At the news conference, he never ruled out a two-state solution, but also made it sound as if it was an almost impossible. He said there were preconditions for it to happen, including the Palestinians’ recognition of Israel as a Jewish state and Israel retaining security control “in the area west of the Jordan River” – which would encompass all of the West Bank.
Netanyahu and Trump shared several warm handshakes during the news conference, especially after Trump’s opening remarks, when he said the United States was Israel’s greatest friend.
But Trump also managed to catch Netanyahu off-guard, at one point saying that if a solution to the Israel-Palestinian conflict was going to be reached “both sides will have to make compromises”. The president then turned to Netanyahu and said: “You know that, right?” Netanyahu looked momentarily startled and replied with a chuckle, “Both sides.”
The two leaders agreed that there was an opening for enlisting Israel s Arab neighbours – who share its concerns about Iran – into any future peace process, though they offered no specifics on how that could be done. But a retreat from the principle of a two-state solution would cast doubt on the chances for cooperation from the broader Arab world.
Palestinians reacted with alarm to the possibility that Washington might ditch its support for an independent Palestinian nation.
“If the Trump administration rejects this policy it would be destroying the chances for peace and undermining American interests, standing and credibility abroad,” Hanan Ashrawi, a senior member of the Palestine Liberation Organization, said in response to the U.S. officials remarks.
“Accommodating the most extreme and irresponsible elements in Israel and in the White House is no way to make responsible foreign policy,” she said in a statement.
Husam Zomlot, strategic, adviser to Palestinian President Mahmoud Abbas, said the Palestinians had not received any official indication of a change in the U.S. stance.
“It’s another nail in the coffin of the peace process, which already had a lot of nails in it,” said Martin Indyk, a former Middle East negotiator under Obama and now at the Brookings Institution think tank in Washington.

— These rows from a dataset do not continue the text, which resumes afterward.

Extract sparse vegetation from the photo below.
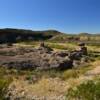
[66,80,100,100]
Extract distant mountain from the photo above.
[0,28,100,43]
[0,28,61,43]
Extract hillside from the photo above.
[0,28,61,43]
[0,28,100,45]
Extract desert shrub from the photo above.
[0,78,12,100]
[66,80,100,100]
[0,68,12,100]
[61,69,79,80]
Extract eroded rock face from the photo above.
[0,44,89,70]
[0,46,72,70]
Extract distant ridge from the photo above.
[0,28,61,43]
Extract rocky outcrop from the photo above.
[0,43,89,70]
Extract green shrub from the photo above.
[66,81,100,100]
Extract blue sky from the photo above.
[0,0,100,33]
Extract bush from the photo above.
[66,80,100,100]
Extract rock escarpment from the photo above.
[0,43,86,70]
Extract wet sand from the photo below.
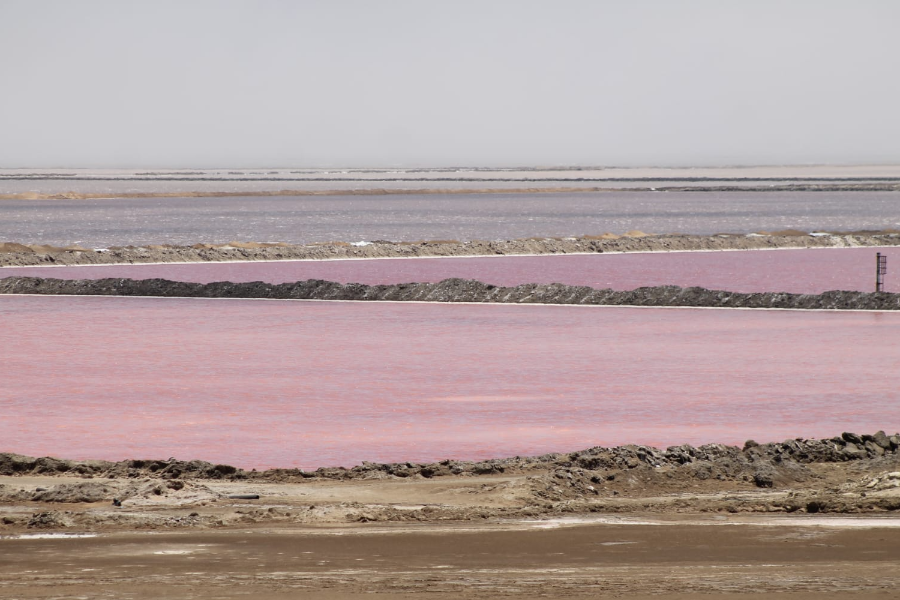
[0,519,900,600]
[0,463,900,600]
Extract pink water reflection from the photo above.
[0,296,900,468]
[0,248,900,294]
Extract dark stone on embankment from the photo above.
[0,277,900,310]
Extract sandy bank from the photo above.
[0,432,900,600]
[0,431,900,531]
[0,230,900,266]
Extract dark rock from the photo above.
[872,431,891,450]
[841,431,864,446]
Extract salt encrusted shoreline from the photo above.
[0,231,900,266]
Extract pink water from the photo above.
[0,296,900,469]
[0,248,900,294]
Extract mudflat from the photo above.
[0,517,900,600]
[0,432,900,600]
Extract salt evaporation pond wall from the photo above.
[0,247,900,294]
[0,296,900,469]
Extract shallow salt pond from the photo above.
[0,296,900,469]
[0,247,900,294]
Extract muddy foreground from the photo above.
[0,432,900,599]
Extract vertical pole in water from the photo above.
[875,252,887,292]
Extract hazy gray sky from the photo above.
[0,0,900,167]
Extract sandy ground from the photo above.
[0,440,900,600]
[0,518,900,600]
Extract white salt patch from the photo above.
[4,533,97,540]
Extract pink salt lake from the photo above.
[0,247,900,294]
[0,296,900,469]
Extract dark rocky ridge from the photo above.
[0,431,900,487]
[0,230,900,266]
[0,277,900,310]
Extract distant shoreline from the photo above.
[0,229,900,267]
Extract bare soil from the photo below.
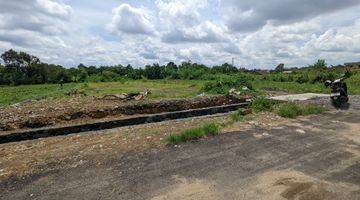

The one-state idea that Trump referred to would be deeply problematic for both sides. One concept would be two systems for two peoples, which many Palestinians would see as apartheid. Another version would mean equal rights for all, including for Palestinians in an annexed West Bank, but that would compromise Israel’s Jewish character.
For Netanyahu, the talks with Trump are an opportunity to reset ties after a frequently combative relationship with Obama.
The prime minister, under investigation at home over allegations of abuse of office, spent much of Tuesday huddled with advisers in Washington preparing for the talks. Officials said they wanted no gaps to emerge between U.S. and Israeli thinking during the scheduled two-hour Oval Office meeting.
Trump, who has been in office less than four weeks has constantly flowed in speculation, His foreign policy apparatus is in disarray following the forced resignation of his national security adviser Michael Flynn, brings with him an unpredictability that Netanyahu s staff hoped would not impinge on the discussions.